Like I said, at some point you can't fight a stereotype head-on. White people as The Man is going to be with us for a while yet, even though there are tons of examples of location and education and class and income mattering way, way more than race, and putting a lot white people very much at the same level as a bunch of minorities.
: You get a job because you're qualified for it. Not because you balance out
: the company's EEOC form, not because you have the right politics, not
: because you glued your lips to the boss's ass, not because the boss is
: comfortable with your skin color or what you do in your bedroom. That is
: how it should work.
I agree
: What she did was political grandstanding. She went out there in front of
: Paizo's community and asked them to skew their hiring standards to help
: minorities. If Paizo ignored her but hired a woman anyway because she was
: qualified, there would always be that doubt that she was hired because of
: her sex. And that woman (Wish I could remember her name) would have
: trumpeted it as Paizo making a stand for equality, even if Paizo didn't
: want to get involved in politics in the first place. If they hired a man,
: I can see her posting a statement congratulating the new employee but
: professing disappointment that Paizo isn't working to further equality.
: The messageboards on Paizo's website are their lifeblood. Paizo may sell
: gamebooks in hobby shops and bookstores, but the bulk of their sales and
: their product feedback come through that forum. That website is where
: Pathfinder Society is managed. That's where many of their hardcore, paying
: customers frequent. And she put the company on the spot in front of those
: customers.
: Like I said, it's like asking someone if they'd beaten their wife lately.
: Even if the answer is a solid 'no', damage is done.
: That was a statement that should have been delivered in private.
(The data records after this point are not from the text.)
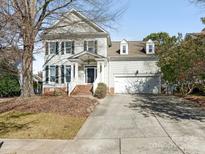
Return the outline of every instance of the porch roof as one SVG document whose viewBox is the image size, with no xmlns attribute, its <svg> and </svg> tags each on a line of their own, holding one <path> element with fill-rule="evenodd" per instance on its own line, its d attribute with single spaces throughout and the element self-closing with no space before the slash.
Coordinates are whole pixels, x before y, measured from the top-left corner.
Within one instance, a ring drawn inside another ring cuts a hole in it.
<svg viewBox="0 0 205 154">
<path fill-rule="evenodd" d="M 88 51 L 83 51 L 83 52 L 80 52 L 78 54 L 75 54 L 75 55 L 69 57 L 68 59 L 69 60 L 77 60 L 77 59 L 81 59 L 81 60 L 82 59 L 83 60 L 88 60 L 88 59 L 105 60 L 106 57 L 95 54 L 95 53 L 91 53 L 91 52 L 88 52 Z"/>
</svg>

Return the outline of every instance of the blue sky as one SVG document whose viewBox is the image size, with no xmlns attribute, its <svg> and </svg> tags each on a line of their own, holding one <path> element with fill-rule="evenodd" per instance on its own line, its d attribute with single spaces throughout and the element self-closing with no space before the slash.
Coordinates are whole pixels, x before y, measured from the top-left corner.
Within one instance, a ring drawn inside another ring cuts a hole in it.
<svg viewBox="0 0 205 154">
<path fill-rule="evenodd" d="M 203 29 L 200 18 L 205 16 L 190 0 L 128 0 L 127 11 L 111 31 L 114 40 L 142 40 L 152 32 L 198 32 Z"/>
<path fill-rule="evenodd" d="M 152 32 L 176 35 L 199 32 L 204 11 L 190 0 L 127 0 L 125 13 L 110 30 L 112 40 L 142 40 Z M 34 73 L 42 70 L 43 54 L 35 55 Z"/>
</svg>

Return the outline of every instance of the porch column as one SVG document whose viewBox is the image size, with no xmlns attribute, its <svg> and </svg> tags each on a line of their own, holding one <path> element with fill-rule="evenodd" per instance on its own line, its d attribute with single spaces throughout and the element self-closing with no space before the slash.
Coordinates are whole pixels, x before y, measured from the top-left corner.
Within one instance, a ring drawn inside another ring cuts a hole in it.
<svg viewBox="0 0 205 154">
<path fill-rule="evenodd" d="M 78 63 L 75 63 L 75 81 L 78 82 Z"/>
<path fill-rule="evenodd" d="M 101 72 L 101 82 L 105 82 L 105 63 L 104 62 L 102 62 L 101 63 L 101 68 L 102 68 L 102 72 Z"/>
<path fill-rule="evenodd" d="M 97 61 L 97 78 L 98 78 L 98 81 L 101 81 L 100 65 L 101 65 L 101 63 L 99 61 Z"/>
<path fill-rule="evenodd" d="M 73 70 L 74 70 L 74 64 L 71 65 L 71 73 L 70 73 L 72 82 L 75 80 L 75 78 L 73 76 L 73 72 L 74 72 Z"/>
</svg>

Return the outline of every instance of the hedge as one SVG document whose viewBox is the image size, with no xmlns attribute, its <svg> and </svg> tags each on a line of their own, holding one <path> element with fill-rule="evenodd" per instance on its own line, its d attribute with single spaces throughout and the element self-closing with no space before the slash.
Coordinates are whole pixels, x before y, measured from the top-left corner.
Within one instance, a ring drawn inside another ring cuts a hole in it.
<svg viewBox="0 0 205 154">
<path fill-rule="evenodd" d="M 13 97 L 20 95 L 18 77 L 14 75 L 0 76 L 0 97 Z"/>
<path fill-rule="evenodd" d="M 107 95 L 107 86 L 104 83 L 99 83 L 97 89 L 95 90 L 95 97 L 102 99 Z"/>
</svg>

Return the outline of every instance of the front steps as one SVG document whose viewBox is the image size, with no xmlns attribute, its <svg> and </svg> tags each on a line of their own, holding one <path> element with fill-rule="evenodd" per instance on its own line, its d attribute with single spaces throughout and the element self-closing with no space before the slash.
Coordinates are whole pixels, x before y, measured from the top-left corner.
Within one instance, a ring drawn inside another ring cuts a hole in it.
<svg viewBox="0 0 205 154">
<path fill-rule="evenodd" d="M 92 95 L 93 85 L 77 85 L 73 92 L 71 93 L 72 96 L 75 95 Z"/>
</svg>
Or better
: yet, she should have highlighted minority tabletop game developers who are
: creative, talented, and in need of a job at a big-name publisher.
Like I said, the instance you brought up sounds bad, but I was addressing where you said:
: Women are dainty things that won't fight for what they want, they have to be given it.
: Alright, I might have added the word "Dainty". But the sentiment was still there.
Maybe that wasn't the thrust of that section, and maybe the person in question was thinking something other than what I put forth, but I've seen this complaint over and over again (about the apparent double-standard) and this is the first time I can remember trying to explain what I think is the reasoning behind it in the majority of cases, and the first time I can remember seeing anyone try to explain it in a way that doesn't either say women are weak or say that the people who make these suggestions are (intentional) hypocrites.
: Or maybe she felt that forcing people to go through a search, at cost to the
: university, before listening to her speech would put them in the proper
: siege mentality. Shannon Watts would kill for that kind of opportunity.
I don't know, she had to know it would have this blowback (I've seen this reaction that incident before, but not an explanation, so thank you for giving one), and preaching to the choir can only get you so far-- assuming you do actually want to cause change.